友人とメールのやり取りにしたって、変わったことなんかあるわけないし、スマホのゲームだって小さい画面を二時間ほど見ると目が疲れてきて続かないし、下の売店で雑誌を買おうにも、興味ある内容の物は少ないから、あまり買ってなかったし、いや、本当、苦痛だったな。

 

 僕は、もう一つ小さなため息を作ると振り返り、外の景色を見ようと窓に近づいた。室内との温度差で、すっかり曇ってしまった窓では外の様子など見えるわけも無く、拭き取ろうと左手でガラスに触れてみるが、こんな状態では落とすことができない。仕方ないので、そのまま顔をガラスに突っ込んで外を眺めた。
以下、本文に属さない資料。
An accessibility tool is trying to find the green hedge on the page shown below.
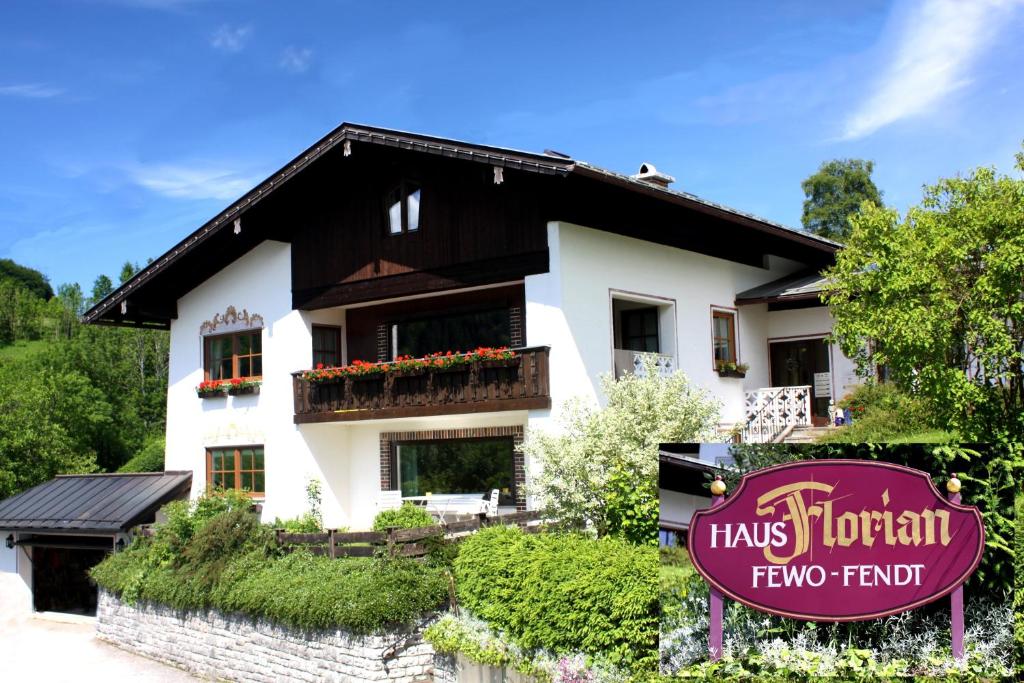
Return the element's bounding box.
[373,503,437,531]
[455,527,658,671]
[91,504,449,633]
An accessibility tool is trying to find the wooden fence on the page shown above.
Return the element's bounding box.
[275,510,541,558]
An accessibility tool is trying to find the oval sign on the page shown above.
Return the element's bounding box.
[688,460,985,622]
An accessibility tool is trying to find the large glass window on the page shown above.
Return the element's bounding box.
[386,180,420,234]
[206,445,265,496]
[395,438,515,505]
[206,330,263,380]
[391,308,512,357]
[313,325,341,368]
[622,306,662,353]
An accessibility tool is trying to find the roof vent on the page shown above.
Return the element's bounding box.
[630,162,676,187]
[544,150,572,159]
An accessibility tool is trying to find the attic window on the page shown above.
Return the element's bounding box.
[387,180,420,234]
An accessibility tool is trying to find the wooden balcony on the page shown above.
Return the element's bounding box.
[292,346,551,424]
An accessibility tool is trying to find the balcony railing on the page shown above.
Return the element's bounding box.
[740,386,811,443]
[292,346,551,424]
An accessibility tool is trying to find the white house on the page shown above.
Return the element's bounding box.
[85,124,856,528]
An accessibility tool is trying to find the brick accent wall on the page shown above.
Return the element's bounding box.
[509,306,526,348]
[380,425,526,512]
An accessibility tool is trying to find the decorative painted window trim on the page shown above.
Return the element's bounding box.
[206,443,266,500]
[199,306,263,337]
[711,304,741,370]
[380,425,526,512]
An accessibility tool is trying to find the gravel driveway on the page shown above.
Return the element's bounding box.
[0,610,200,683]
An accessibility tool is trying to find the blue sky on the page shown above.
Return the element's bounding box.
[0,0,1024,291]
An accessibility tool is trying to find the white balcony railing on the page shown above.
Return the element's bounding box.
[740,386,811,443]
[614,348,676,377]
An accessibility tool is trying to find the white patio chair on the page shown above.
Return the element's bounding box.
[481,488,501,517]
[377,490,401,512]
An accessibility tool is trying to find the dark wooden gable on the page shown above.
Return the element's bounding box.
[290,144,561,308]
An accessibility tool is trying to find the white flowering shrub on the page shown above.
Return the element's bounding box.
[423,609,633,683]
[522,357,720,543]
[660,592,1013,680]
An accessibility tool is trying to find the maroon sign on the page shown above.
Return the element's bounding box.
[688,460,985,622]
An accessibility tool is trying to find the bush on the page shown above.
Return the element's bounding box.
[90,497,449,633]
[821,382,955,443]
[118,434,165,472]
[455,526,657,671]
[1014,493,1024,680]
[373,503,434,531]
[522,356,719,546]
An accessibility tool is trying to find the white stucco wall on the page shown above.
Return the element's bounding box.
[165,242,526,529]
[165,241,319,520]
[0,529,33,624]
[764,306,861,409]
[525,222,827,425]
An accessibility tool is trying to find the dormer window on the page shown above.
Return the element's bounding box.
[387,180,420,234]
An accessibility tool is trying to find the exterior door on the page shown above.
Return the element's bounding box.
[768,338,831,426]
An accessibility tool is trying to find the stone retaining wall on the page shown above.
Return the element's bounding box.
[96,590,455,683]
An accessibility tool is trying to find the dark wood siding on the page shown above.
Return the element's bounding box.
[345,285,525,361]
[291,146,557,308]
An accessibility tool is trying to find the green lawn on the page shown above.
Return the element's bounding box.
[818,423,957,443]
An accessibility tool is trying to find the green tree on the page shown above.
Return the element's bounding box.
[823,148,1024,441]
[119,261,139,285]
[92,275,114,305]
[800,159,882,242]
[0,364,98,499]
[522,357,719,544]
[0,258,53,300]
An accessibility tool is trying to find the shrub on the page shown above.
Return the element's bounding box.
[455,527,657,671]
[822,382,954,443]
[118,434,165,472]
[522,356,719,546]
[90,497,449,633]
[373,503,434,531]
[212,551,449,633]
[1014,493,1024,680]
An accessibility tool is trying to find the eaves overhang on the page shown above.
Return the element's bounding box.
[82,123,842,329]
[82,123,573,327]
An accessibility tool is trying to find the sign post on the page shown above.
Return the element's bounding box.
[946,472,964,659]
[687,460,985,660]
[708,476,725,661]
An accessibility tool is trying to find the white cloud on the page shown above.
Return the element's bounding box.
[129,164,259,201]
[210,24,253,52]
[279,45,313,74]
[0,83,63,99]
[843,0,1022,139]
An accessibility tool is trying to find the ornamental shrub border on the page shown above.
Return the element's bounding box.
[90,496,450,634]
[196,377,263,398]
[455,526,658,674]
[301,346,518,384]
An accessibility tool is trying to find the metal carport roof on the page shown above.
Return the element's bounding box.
[0,471,191,535]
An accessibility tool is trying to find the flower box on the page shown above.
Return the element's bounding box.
[715,360,750,379]
[430,362,469,375]
[227,381,260,396]
[196,380,227,398]
[349,372,386,382]
[480,355,520,369]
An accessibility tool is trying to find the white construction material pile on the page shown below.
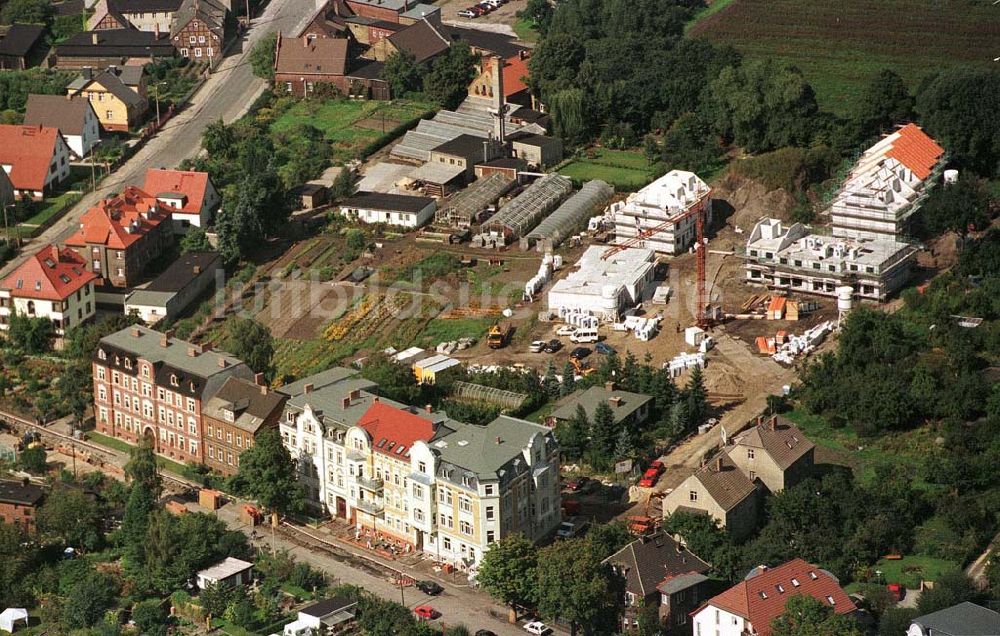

 外はすっかり暗くなっている。一月中旬のこの夜は、空から無数の氷の結晶たちが大地へと降り注いでいるのが、街灯の明かりで良く見える。敷地内の地面や植木、駐車場の車などは白く染まっていて、冷たいコンクリートだらけの薄汚れた町並みが、少しはマシに見えると感じた。


 白い湯気を出そうと、盛大に息を吐いてみせたが変化なし。その様子を見てガックリと頭を下げていると、部屋に取り付けてある横スクロールのドアが開いた。


 入ってきたのは、僕の担当をしてくれている看護師の中村さんだった。年齢は二十四歳、上から、82・58・85となかなかスレンダーな体型(長年培った眼力参照)でかなり綺麗な大人の女性なのだ。この部屋に来るたびに素敵な笑顔を見せてくれていた。が、今の彼女は慌てた表情で僕に近づくと、大声で名を呼んだ。返事が無いのを確認すると、僕の左手をとって脈を測った。すると、直ぐにナースコールをする。


「個室五番、早乙女拓磨さんの容態が急変です。至急担当の山田先生をお願いします。拓磨君、戻ってきてね!」


 中村さんは大きく息を吸うと、僕の口を開けそこに息を吹きかけた。そして、細い両腕を俺の胸に置くと力強く心臓マッサージを始めた。

 

 体の異変は、今年の夏休みの終わりの頃だったと思う。


 軽い発熱が二日三日続き、最初は休み疲れと医者に言われ、処方箋をもらって家に帰り少し夏休みを延長した。

 

 しかし、熱は一向に下がる気配が無かった。

 

 やがて、動悸や息切れが始まり、重い倦怠感が体を襲ってきた。

更に、興奮もしていないのに鼻血が出てなかなか止まらない。寝る前に、鏡の前で歯を磨いていたら、歯茎から血が…… 


 さすがに、ただの風邪ではないと気付き、区内の大きい病院へ。一日中院内を歩き回り、出た結果が「急性骨髄性白血病」であった。しかも、余命三カ月というおまけ付き。


「あぼーん」である。


 この病気の治療方法はいくつかあると医者に説明を受けた。難しい名前を使った薬での治療やCMとかでやっている骨髄移植なども話に出ていた。とにかく、やられるだけの治療はやってみようと言う話になり治療が開始されたが、これが、かなりきつかった。抗がん剤の治療は、吐き気、および「キラキラ」が吐き出され、口腔や喉の粘膜が乾き食事もままならない。髪の毛は当然のごとく無くなり、みるみるうちに痩せていった。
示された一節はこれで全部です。